「それ、年齢のせいじゃないかも」“もの忘れ展”で知るアルツハイマー病のサイン (4/4ページ)
短時間で多くの名前を思い出すこの問いでは、思考のスピードや柔軟性、言葉を引き出す力が試されると言います。記憶の中から情報を引き出し、次々と関連する言葉を思い浮かべる…こうした働きも前頭葉が担っているそう。
「これは思考の速度や柔軟性を見るものです。記憶をもとに、どれだけスムーズに言葉を引き出せるかがポイントになります」
このように、日常の何気ない行動の中でも、私たちは複数の脳の機能を使っています。
これらの体験は診断を目的としたものではありませんが、「どのような機能が影響を受けるのか」を知る手がかりになります。

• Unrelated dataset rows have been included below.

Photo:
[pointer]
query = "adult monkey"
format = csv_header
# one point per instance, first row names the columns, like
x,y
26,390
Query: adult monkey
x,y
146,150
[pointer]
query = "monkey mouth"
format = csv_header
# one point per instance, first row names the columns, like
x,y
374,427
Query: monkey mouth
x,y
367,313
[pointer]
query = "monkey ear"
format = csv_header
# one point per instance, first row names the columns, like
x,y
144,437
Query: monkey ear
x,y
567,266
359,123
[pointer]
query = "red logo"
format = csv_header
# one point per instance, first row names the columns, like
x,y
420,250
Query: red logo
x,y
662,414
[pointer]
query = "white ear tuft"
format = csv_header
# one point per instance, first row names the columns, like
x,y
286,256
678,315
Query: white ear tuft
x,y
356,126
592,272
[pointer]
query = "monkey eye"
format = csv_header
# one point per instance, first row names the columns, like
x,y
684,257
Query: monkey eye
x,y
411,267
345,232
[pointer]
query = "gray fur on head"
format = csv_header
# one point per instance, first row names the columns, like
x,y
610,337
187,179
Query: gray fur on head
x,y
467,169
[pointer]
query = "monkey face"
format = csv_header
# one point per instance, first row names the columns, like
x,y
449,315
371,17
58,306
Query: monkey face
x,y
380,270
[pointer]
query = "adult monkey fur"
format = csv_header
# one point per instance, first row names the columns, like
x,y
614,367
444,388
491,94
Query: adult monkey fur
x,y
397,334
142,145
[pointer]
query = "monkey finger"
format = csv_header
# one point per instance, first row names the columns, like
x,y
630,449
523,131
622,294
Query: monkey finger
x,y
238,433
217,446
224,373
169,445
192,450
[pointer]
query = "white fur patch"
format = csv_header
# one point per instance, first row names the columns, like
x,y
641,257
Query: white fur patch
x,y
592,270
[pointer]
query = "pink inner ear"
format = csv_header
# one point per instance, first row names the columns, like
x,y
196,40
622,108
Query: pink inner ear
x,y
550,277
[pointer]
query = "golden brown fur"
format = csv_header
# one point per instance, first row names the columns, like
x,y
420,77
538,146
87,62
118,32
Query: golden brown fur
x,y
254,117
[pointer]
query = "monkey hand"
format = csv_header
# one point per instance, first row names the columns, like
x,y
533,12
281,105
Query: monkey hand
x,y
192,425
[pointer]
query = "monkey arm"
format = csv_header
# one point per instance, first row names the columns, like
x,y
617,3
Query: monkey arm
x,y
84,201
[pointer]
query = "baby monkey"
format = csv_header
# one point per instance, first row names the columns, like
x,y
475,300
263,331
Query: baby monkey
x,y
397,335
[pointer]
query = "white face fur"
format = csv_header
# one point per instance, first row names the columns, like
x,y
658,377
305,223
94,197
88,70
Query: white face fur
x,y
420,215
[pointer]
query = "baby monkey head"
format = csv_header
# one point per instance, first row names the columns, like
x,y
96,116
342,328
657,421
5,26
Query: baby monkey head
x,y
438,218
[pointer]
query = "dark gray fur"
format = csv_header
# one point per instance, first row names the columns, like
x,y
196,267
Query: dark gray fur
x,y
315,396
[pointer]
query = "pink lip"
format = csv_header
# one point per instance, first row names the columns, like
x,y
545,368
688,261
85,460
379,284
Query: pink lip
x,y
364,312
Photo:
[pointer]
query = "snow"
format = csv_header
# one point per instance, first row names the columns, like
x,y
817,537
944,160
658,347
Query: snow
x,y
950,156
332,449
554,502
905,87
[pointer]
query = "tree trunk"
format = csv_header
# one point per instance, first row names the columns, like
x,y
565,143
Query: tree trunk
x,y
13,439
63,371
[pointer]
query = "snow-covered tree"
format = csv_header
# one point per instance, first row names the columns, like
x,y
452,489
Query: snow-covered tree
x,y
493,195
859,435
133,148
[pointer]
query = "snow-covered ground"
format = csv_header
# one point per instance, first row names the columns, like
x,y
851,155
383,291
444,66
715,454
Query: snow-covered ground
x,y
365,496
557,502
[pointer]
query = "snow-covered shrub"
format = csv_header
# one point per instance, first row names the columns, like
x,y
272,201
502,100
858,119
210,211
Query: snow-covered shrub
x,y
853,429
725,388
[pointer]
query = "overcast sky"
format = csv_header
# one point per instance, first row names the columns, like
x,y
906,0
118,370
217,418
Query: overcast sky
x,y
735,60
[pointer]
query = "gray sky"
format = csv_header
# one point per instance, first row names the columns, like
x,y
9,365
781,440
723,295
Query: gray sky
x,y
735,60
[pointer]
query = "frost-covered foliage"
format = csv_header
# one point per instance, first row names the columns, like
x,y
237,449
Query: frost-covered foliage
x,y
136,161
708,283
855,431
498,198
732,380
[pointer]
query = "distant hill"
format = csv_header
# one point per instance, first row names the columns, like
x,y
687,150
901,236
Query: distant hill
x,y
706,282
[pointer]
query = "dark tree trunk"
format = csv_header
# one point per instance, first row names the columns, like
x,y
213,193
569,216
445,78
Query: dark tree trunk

普段は意識することのない脳の働きを可視化することで、アルツハイマー病への理解がより深まる内容となっていました。
会場内には、『アルツハイム921号室』のほか、“アルツハイマー病とは?”、"アルツハイマー病になったらどうすればいい?”など項目別にわかりやすく説明を掲載したパネルや、『アルツハイム921号室』を見て、“これ、あるある!”と感じたところにシールを貼るアンケートパネル(※ちなみに一番多かった項目は“増え続ける調味料”)など、アルツハイマー病について理解を深める展示が行われていました。アルツハイマー病への知識を深め、もの忘れを加齢のせいだと決めつけずに、早期に専門医に受診することももちろんですが、何よりも大切なのは家族などの周りの人に気付きだそう。
「あれ?アルツハイマー病の初期症状にちょっと当てはまるのでは?」と感じたら、受診を勧めてみるのもいいかもしれないですね。